# Prog piece of mine



## Waehnen (Oct 31, 2021)

When I was selected the musical leader of the band (no longer in existence), I started to compose this piece XyXy straight away for the band. I created a score and parts for every instrumentalist. It took many months for the amateur band to rehearse this little piece of mine and an immense amount of effort on my part to lead the whole. But damn it was rewarding eventually to record the piece and hear it!

It is me on male vocals and keyboards.

The reason for me posting it is simple: it is kind of a prequel to my symphony in progress although I had forgetten about the piece — and the genre is progressive rock and there is more traditional tonality in XyXy than in the symphony. This is classical music in everything but the orchestration if you ask me.
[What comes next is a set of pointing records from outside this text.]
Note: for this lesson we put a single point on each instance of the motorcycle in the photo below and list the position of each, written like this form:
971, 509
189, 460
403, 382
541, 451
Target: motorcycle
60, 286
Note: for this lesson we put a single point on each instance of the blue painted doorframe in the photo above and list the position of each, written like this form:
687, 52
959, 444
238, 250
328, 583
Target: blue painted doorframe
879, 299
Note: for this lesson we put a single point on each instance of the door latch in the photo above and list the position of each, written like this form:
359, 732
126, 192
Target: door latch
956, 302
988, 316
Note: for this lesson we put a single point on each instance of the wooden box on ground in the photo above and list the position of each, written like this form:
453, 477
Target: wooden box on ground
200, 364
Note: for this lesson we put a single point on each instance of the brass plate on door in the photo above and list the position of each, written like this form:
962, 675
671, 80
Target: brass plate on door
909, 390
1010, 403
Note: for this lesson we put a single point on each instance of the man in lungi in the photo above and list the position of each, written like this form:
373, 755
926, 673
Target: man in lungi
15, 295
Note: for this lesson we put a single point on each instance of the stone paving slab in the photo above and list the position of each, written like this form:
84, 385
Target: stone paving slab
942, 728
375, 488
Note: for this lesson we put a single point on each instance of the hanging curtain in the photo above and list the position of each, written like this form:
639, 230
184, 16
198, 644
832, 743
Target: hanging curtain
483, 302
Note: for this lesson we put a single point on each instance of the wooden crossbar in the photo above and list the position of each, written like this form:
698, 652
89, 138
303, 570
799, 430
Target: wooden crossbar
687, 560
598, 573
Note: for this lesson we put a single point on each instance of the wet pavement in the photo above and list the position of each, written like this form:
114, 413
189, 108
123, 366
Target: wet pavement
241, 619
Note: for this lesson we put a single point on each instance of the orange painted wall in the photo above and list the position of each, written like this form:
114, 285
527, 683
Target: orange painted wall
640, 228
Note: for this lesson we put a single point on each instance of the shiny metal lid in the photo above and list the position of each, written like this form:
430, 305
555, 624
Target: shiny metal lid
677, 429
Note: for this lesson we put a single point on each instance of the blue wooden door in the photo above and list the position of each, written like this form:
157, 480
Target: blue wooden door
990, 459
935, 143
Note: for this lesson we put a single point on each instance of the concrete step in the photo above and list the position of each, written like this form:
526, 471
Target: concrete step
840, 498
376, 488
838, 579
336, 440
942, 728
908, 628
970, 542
Do you believe in me being able to pull of a symphony? At least this XyXy here is thoroughly symphonic and based on a motive technique. I hope you are not embarrassed. I will probably delete the link soon because I am a modest Finn.


----------



## NoCoPilot (Nov 9, 2020)

I like it. The interplay of the dual guitars is very cool, and the variety of the interlocking sections that meld into each other *very symphonically* is very well done. In order to keep the modest Finn modest I'll mention the male vocals are probably the weakest link, as they are in a lot of prog-rock. You tend to extend the vocal phrases over several notes (there's a term for that, but I can't recall it [melisma?]) leading to a somewhat strained execution. Faster singing/more words and/or less singing would have made it seem more effortless (ex: Richard Sinclair). But overall, man, it's great. Yes, you could write a symphony!


----------



## Waehnen (Oct 31, 2021)

NoCoPilot said:


> I like it. The interplay of the dual guitars is very cool, and the variety of the interlocking sections that meld into each other is very well done. In order to keep the modest Finn modest I'll mention the male vocals are probably the weakest link, as they are in a lot of prog-rock. You tend to extend the vocal phrases over several notes (there's a term for that, but I can't recall it [melisma?]) leading to a somewhat strained execution. Faster singing/more words and/or less singing would have made it seem more effortless (ex: Richard Sinclair). But overall, man, it's great. Yes, you could write a symphony!


Thank you very much for the insightful comment!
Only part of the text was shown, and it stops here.